HONNEUR, BRAVOURE ET PANACHE : LE DUEL

Et vous pour votre duel, épée ou pistolet ?

Le mépris de la mort et le désir absolu de rétablir par les armes une dignité bafouée a longtemps été une caractéristique française autant chez le noble que chez le roturier pourvu que l’homme soit doté d’assez de courage et d’un peu d’arrogance. La littérature française met d’ailleurs à l’honneur cette pratique en nous offrant un plaisant éventail de duellistes, maniant le verbe ou la plume tout aussi bien que le fer.

Dans le bas Moyen Age, les Germains importent en Gaule le duel judiciaire. Sur la terre de nos ancêtres maintenant christianisés, le duel a valeur d’ordalie jusqu’à ce que le Roi Saint-Louis intervienne. Au XIVème siècle une erreur de jugement tire un trait sur le caractère judiciaire du duel. À l’aube de la Renaissance naît alors le duel d’honneur.
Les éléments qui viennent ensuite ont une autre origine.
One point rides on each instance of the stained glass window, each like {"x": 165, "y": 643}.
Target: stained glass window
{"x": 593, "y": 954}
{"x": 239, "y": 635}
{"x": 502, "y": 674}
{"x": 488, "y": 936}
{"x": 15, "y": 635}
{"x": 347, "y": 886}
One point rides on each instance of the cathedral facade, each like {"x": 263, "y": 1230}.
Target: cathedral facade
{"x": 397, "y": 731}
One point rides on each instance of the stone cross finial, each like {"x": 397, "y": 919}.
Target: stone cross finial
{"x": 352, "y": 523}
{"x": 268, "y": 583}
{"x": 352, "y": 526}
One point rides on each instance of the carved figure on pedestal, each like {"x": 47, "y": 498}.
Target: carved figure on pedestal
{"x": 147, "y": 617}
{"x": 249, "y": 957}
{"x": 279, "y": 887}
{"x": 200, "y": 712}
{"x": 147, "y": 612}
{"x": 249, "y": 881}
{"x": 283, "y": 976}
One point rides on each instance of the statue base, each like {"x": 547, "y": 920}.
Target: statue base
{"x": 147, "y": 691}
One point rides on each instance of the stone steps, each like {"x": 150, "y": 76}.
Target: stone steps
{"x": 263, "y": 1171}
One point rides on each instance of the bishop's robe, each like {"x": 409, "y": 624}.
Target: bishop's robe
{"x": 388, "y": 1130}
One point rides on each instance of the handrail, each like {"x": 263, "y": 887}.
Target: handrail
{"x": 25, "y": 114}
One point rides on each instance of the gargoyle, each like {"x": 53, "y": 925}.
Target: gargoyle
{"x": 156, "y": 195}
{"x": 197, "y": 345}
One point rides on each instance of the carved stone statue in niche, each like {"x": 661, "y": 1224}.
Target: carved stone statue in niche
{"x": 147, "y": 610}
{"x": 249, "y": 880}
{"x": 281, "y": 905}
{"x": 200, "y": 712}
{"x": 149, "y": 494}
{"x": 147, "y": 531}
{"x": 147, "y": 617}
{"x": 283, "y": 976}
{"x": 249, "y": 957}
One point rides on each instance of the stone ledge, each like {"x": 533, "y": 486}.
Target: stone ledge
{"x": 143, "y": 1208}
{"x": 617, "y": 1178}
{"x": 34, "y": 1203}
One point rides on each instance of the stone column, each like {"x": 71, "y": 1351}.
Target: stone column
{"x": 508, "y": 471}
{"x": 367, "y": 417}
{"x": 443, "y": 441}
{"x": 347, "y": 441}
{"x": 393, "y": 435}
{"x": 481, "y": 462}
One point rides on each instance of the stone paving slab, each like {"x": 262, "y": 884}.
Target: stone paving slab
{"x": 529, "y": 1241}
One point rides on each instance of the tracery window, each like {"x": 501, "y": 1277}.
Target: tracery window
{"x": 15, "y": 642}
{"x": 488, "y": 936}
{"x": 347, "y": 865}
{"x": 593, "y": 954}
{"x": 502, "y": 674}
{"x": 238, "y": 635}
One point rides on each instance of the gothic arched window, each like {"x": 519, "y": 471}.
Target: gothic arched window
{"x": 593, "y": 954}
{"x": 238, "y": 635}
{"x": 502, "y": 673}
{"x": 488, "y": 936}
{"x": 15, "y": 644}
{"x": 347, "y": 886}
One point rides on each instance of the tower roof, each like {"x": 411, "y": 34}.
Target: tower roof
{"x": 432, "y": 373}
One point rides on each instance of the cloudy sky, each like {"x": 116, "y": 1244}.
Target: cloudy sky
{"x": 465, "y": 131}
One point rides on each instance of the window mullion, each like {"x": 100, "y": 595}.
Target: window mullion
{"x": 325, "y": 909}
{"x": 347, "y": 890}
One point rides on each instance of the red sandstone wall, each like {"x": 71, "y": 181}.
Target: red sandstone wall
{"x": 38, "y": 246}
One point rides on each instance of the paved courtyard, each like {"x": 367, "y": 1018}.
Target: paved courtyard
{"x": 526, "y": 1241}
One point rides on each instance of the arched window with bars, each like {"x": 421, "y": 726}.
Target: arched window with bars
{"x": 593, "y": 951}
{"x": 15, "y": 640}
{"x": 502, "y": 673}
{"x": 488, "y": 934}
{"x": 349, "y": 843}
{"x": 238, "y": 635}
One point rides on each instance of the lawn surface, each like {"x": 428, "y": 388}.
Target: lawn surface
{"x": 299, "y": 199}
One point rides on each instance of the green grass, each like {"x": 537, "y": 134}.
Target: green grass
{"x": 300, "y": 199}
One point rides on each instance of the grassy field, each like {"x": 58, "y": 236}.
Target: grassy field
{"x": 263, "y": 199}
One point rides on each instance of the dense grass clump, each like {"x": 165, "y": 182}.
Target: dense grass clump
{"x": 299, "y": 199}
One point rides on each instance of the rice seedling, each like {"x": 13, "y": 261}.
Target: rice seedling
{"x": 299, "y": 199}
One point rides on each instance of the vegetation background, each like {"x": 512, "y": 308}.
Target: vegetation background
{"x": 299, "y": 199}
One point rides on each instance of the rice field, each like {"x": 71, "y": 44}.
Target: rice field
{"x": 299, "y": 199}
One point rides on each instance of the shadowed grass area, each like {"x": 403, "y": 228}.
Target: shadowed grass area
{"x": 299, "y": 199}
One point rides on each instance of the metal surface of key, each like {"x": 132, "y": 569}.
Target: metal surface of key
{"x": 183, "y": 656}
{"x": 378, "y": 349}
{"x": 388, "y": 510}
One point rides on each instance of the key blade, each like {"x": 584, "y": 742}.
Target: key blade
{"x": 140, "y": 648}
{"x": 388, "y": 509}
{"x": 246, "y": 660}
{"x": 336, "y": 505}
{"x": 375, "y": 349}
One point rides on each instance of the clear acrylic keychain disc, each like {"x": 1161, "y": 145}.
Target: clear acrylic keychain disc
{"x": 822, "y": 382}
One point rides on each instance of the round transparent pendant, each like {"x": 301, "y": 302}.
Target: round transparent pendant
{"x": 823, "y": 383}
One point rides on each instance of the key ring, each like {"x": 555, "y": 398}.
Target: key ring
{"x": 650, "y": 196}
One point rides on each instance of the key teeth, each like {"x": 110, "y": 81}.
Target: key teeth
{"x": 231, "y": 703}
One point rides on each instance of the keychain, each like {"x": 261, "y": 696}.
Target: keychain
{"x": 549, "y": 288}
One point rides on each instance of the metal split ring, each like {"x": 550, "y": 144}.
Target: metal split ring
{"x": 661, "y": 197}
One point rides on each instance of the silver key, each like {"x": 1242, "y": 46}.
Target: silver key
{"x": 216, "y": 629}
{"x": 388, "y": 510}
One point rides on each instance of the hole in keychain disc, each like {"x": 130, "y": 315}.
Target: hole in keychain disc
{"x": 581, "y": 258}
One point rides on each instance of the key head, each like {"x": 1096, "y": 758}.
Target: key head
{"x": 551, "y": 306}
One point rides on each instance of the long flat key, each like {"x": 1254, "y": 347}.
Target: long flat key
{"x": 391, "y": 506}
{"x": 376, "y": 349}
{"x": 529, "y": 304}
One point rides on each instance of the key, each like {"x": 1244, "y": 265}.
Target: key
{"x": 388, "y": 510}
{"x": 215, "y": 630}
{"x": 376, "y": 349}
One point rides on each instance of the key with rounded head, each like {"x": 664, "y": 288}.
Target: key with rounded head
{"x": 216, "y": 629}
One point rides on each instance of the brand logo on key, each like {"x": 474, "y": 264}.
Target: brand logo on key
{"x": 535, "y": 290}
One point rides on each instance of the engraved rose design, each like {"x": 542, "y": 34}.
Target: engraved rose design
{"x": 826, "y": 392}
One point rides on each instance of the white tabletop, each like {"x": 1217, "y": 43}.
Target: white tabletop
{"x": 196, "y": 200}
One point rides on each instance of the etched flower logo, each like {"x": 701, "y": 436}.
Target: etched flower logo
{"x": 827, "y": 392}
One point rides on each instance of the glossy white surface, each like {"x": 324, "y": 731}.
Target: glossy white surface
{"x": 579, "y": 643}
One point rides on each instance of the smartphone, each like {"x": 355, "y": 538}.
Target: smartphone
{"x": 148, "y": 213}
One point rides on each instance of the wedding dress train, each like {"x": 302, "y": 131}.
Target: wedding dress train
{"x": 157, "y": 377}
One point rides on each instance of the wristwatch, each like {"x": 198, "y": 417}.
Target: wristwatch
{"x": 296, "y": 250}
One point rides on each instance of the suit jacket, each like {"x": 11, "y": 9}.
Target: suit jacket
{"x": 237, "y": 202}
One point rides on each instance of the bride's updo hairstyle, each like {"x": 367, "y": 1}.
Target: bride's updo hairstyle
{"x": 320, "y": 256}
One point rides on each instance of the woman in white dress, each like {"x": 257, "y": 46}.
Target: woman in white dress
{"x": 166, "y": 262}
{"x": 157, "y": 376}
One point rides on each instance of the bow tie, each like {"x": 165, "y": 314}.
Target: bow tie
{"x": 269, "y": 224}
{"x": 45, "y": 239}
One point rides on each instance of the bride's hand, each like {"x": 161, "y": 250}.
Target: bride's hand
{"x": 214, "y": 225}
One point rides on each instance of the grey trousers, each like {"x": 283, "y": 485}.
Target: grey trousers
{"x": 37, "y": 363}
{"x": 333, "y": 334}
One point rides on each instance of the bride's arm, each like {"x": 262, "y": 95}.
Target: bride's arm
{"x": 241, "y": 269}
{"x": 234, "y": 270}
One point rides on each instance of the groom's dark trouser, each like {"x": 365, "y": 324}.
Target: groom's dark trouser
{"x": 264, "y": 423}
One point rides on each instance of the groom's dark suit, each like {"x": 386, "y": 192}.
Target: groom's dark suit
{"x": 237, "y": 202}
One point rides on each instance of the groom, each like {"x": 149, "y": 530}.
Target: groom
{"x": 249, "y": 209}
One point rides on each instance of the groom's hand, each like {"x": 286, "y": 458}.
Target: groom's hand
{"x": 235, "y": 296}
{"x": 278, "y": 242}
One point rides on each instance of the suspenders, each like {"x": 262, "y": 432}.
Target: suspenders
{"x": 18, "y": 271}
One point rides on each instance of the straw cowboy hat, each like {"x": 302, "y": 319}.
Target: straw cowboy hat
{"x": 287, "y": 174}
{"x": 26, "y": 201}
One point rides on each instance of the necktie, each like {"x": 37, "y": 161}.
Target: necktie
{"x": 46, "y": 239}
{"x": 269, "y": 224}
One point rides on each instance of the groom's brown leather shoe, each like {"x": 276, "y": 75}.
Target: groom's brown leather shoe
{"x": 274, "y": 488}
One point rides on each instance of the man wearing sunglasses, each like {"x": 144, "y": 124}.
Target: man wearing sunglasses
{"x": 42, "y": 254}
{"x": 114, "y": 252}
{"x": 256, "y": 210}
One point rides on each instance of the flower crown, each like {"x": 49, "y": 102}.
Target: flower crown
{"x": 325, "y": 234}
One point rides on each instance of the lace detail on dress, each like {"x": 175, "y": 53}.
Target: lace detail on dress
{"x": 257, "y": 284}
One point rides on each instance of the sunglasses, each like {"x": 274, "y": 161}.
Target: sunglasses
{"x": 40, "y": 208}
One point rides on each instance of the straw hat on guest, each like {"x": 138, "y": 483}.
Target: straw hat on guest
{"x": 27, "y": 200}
Les guerres d’Italie importent en France de nouvelles armes plus légères et plus aisément maniables telle que la rapière. Quand le favoris d’Henri II, le Seigneur de la Chataigneraie, expire sous le coup de Jarnac lors d’un duel public, le Roi met fin à l’institutionnalisation du duel sans toutefois l’interdire. Néanmoins, le duel ne cesse de se multiplier tout comme les salles d’armes où s’exercent les fines lames du royaume. L’avènement d’Henri IV entraîne une nouvelle croissance se justifiant par le contexte de guerre civile.

Ironie de l’Histoire ou élégante insolence française, le grand siècle du duel débute par un édit royal l’interdisant en 1626. Dans un contexte d’absolutisme, le duel est une manière pour les jeunes nobles de revendiquer leur vaillance, leur identité propre et par la même, de rejeter l’asservissement domestique auquel le pouvoir veut les soumettre. Dans Les Trois Mousquetaires de Dumas, le père de d’Artagnan s’adresse à son fils en ces termes « battez-vous à tout propos ; battez-vous d’autant plus que les duels sont défendus et que, par conséquent, il y a deux fois du courage à se battre. »  illustrant par ce sermon l’esprit de l’époque. L’édit n’empêche pas Louis XIII et Richelieu d’apprécier les duels et d’admirer le personnage de Rodrigue dans le Cid. Celui qui renonce à son amour pour réparer l’affront fait à son père mérite toutes les louanges pour son courage et cette acte de fidélité filiale. Qui place l’honneur de son nom et de son père avant son propre amour n’est-il pas également prêt à se sacrifier pour sa patrie ? Jusqu’au XVIII ème siècle, la France excelle dans le maniement des armes ; bien que la royauté craigne les débordements que le duel peut avoir au sein de sa noblesse, elle n’en est pas moins admiratrice. Provoquer en duel exige courage et panache ; les bretteurs les plus élégants le font avec esprit comme lors de la « Ballade du duel qu’en l’hôtel bourguignon Monsieur de Bergerac eut avec un belître »

Tout au long du XVIIIème siècle les édits d’interdictions augmentent parallèlement aux joutes. Au XIXème siècle, le duel qui s’est popularisé, gagne le milieu de l’écriture et acquiert une dimension romantique, puis  de la  presse, d’autant plus au déclin de ce siècle où l’Affaire Dreyfus donne l’occasion de combats animés.

Hélas, aujourd’hui, l’homme ne sait plus régler ses différends par lui-même. Il les confie aux tribunaux et lorsqu’il s’agit d’une atteinte à leur fierté, il riposte par des coups veules ou des grossièretés ne lui faisant nullement honneur. Cependant le duel aurait bien des avantages : le danger, l’effort et l’audace, car il en faut pour proposer à un homme d’échanger quelques escarmouches ou balles, forgent un caractère et renforce la  confiance en soit. D’autant plus que cela nécessiterait une pratique régulière de l’escrime, sport raffiné permettant l’entretient du corps ou pour le cas du pistolet cela exercerait son agilité. Par ailleurs, dans une société qui tend à l’uniformisation générale, le duel aurait l’intérêt de permettre de se démarquer de la masse. Depuis 1990, le duel est une question qui semble revenir comme en témoigne la création de l’Association pour le rétablissement du duel en matière de presse par feu Monsieur Volkoff et Monsieur Lugan.